9 thoughts on “The Pizza That Broke the Camel’s Back”

    1. Thanks Andy. The disturbing thing is that juggling and budgeting and cutting back become the normal way of life, and doing without becomes the usual resort instead. I wrote a post last week about Katie Hopkins and the food/exercise issue where I touched on doing without – in my case it was missing two meals a day – and the last straw this weekend has prompted me to write more about it today. When it comes to the stage of being undone by a sodding Asda pizza then the only way from here is up, right?!

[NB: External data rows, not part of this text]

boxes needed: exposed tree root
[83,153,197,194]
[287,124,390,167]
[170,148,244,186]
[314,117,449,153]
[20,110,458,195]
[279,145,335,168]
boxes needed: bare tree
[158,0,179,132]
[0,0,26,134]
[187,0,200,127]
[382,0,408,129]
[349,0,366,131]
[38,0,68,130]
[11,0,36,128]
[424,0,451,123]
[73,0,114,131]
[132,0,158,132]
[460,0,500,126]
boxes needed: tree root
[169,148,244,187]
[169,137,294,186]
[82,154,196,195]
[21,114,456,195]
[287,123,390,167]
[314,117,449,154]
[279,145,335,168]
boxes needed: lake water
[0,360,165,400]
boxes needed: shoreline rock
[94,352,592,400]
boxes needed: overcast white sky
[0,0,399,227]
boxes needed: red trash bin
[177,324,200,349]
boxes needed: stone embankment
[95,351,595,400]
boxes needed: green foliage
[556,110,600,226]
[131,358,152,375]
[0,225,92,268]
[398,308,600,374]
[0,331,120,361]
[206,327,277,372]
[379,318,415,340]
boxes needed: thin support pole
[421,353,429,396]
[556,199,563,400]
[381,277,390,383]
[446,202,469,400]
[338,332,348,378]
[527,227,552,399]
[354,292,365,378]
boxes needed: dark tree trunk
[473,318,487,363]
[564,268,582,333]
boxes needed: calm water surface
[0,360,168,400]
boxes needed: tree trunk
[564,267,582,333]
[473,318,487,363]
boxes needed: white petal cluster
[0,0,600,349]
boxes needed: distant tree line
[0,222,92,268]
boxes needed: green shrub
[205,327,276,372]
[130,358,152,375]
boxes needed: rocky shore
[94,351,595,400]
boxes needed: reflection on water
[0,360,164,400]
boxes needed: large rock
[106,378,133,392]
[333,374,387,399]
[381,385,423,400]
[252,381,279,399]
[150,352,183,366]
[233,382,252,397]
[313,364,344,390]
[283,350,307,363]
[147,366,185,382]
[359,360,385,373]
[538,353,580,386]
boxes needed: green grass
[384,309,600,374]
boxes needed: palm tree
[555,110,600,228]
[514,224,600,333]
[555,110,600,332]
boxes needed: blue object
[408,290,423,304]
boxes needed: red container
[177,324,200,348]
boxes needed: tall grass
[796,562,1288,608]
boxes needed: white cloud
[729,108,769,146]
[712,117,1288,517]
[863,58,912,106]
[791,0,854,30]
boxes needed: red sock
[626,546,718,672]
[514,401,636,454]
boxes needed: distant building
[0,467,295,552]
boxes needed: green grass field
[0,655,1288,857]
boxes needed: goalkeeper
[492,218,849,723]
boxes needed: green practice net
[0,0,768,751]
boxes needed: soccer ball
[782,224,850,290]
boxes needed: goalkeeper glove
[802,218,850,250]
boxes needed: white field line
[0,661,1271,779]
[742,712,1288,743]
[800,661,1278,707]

      1. Definitely! As the song goes, things can only get better. Up here on the Langley Estate there are more and more people calling late into one of the town’s many Tesco Extra’s for the reduced food. The local newspaper carries updates about the several (non-rival) food banks that have started up. People are definitely feeling the pinch.


  1. Its the same everywhere I think. Here in the good old USA sometimes it feels like the people who do not try can qualify for all kinds of assistance, but people like you who have just had a bad stretch….. are left on their own. I hope things turn around for you soon.


  2. We did a Debt Management plan which sorted us out years ago and friend of ours are doing an IVA now. The mental strain from the anxiety caused by debt is huge and I do sympathise.
    I remember the allowances they made for parts of living expenses and like you was agog at the level they stated. Our hardest battle was with the banks who at that time had less regulation and were happy to phone us aggressively at stupid hours. Now we don’t touch credit cards and Gill has evolved into a super shopper but we still have to scratch around for uniforms, Xmas etc and are hugely grateful to my Mum for her support.
    Chin up – it’s easy top say “all things pass” but they do.
    Just a thought …… she charges £14 an hour.


  3. Pam, First thing you need to do is take the sharpest pair of scissors you have and have a family ceremony and cut the bloody things in half !. Then the next thing to do is to go to a debt councillor and get everything consolidated into one debt, he(or she) will then talk to the people you owe money too and get a reasonable payment scheme going. These credit companies are not crazy and they will bend a bit (lot) as the old saying is correct that you cannot get blood out of a stone. Then get yourself some good ideas on nutrition e.g. plant a garden you can eat. Right now your Blackberries should be in season, go and pick them. They are free. When I was a kid we used to go to a place called White Gates on the way to Heywood & walk back via “Hopwood Hall” and pick a ton of Blackberries. I digress, Where I live on the north end of Vancouver Island (Canada) we have to be resourceful as we are 9 miles from a bottle of milk or a loaf of bread and we live frugally but well. Grow a few vegetables and have a greenhouse.
    Give me an e-mail and I will send you a load of recipes that you can make with ease and cheap, and, for god sake use that food bank that fellow in Middleton was talking about. Don’t be proud. You can always pay them back in kind. Do a few hours work there as a volunteer.
    Cheers…..George Kearey (Ex Grange Drive, Blackley)


  4. I feel your pain. I am constantly juggling things here, there and everywhere. We do not own a car, we do not drink and we do not smoke. I see everywhere people who can work but can’t be arsed to drinking, smoking and running a car and I think to myself ‘how can they afford it, but we can’t’.